Mac – Inheriting Time Machine and merging old history

backuptime-machine

Last year I replaced my MacBook Pro's internal OEM SSD with a larger one from Other World Computing. A side effect of that migration was that my main drive was renamed from “Macintosh HD” to “OWC Aura SSD.” Two months ago, I upgraded operating systems (which took a lot of work because of the third-party internal SSD), and managed to get the main drive renamed back to “Macintosh HD.”

Now I notice that when I changed the name of the drive, the name of the snapshot volumes changed as well. So I have in my Time Machine file system /Volumes/Time Machine/Backups.backupdb/My MBP/2017-09-26-102523/Macintosh HD, but the next one is /Volumes/Time Machine/Backups.backupdb/My MBP/2017-10-23-131237/OWC Aura SSD.

My latest snapshot is April 6, and contains a OWC Aura SSD volume, but now my drive is called “Macintosh HD” again. Time Machine is failing to back up, and complaining about the TM drive not having enough space.
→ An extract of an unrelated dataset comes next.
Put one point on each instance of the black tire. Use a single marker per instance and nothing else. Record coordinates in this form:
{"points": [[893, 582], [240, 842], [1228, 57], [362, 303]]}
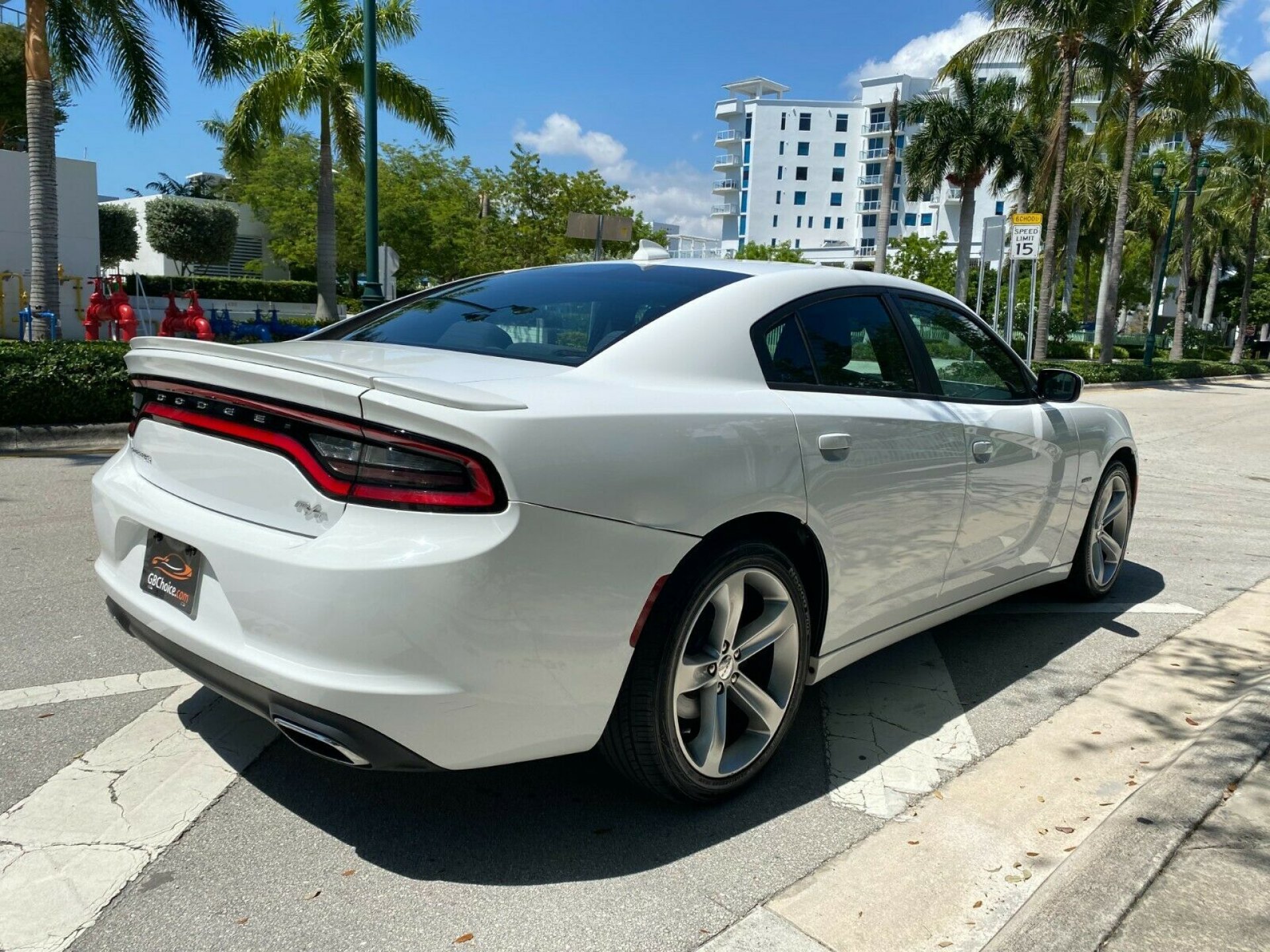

I'm gathering that's because it wants to do a full backup on what it thinks is a new drive.

Through some research and the tmutil man page, I think that I should use a command such as

# sudo tmutil associatedisk -a "/Volumes/Macintosh HD" "/Volumes/Time Machine/Backups.backupdb/My MBP/Latest/OWC Aura SSD"

That should tell Time Machine that the current “Macintosh HD” is essentially the same drive as the Latest/April 6 “OWC Aura SSD”. Please correct me if I have that wrong.

But my main question is: Is there any way to go further back and stitch together the changes between 2017-09-26 and 2017-10-23?

Best Answer

After I posted this question, I thought of a possible solution. And it turned out to be the right one. It's the same command!

After running

# sudo tmutil associatedisk -a "/Volumes/Macintosh HD" "/Volumes/Time Machine/Backups.backupdb/My MBP/Latest/OWC Aura SSD"

I did the same thing with the old Macintosh HD backups:

# sudo tmutil associatedisk -a "/Volumes/Macintosh HD" "/Volumes/Time Machine/Backups.backupdb/My MBP/2017-09-26-102523/Macintosh HD"

The -a flag is important because it associates all backups with the same disk identity in the same way.

The result is that all the backups on my Time Machine Drive are associated with my MacBook Pro, and that's just how I wanted it. Once I ran these commands, Time Machine was able to delete the oldest backups and do a new one.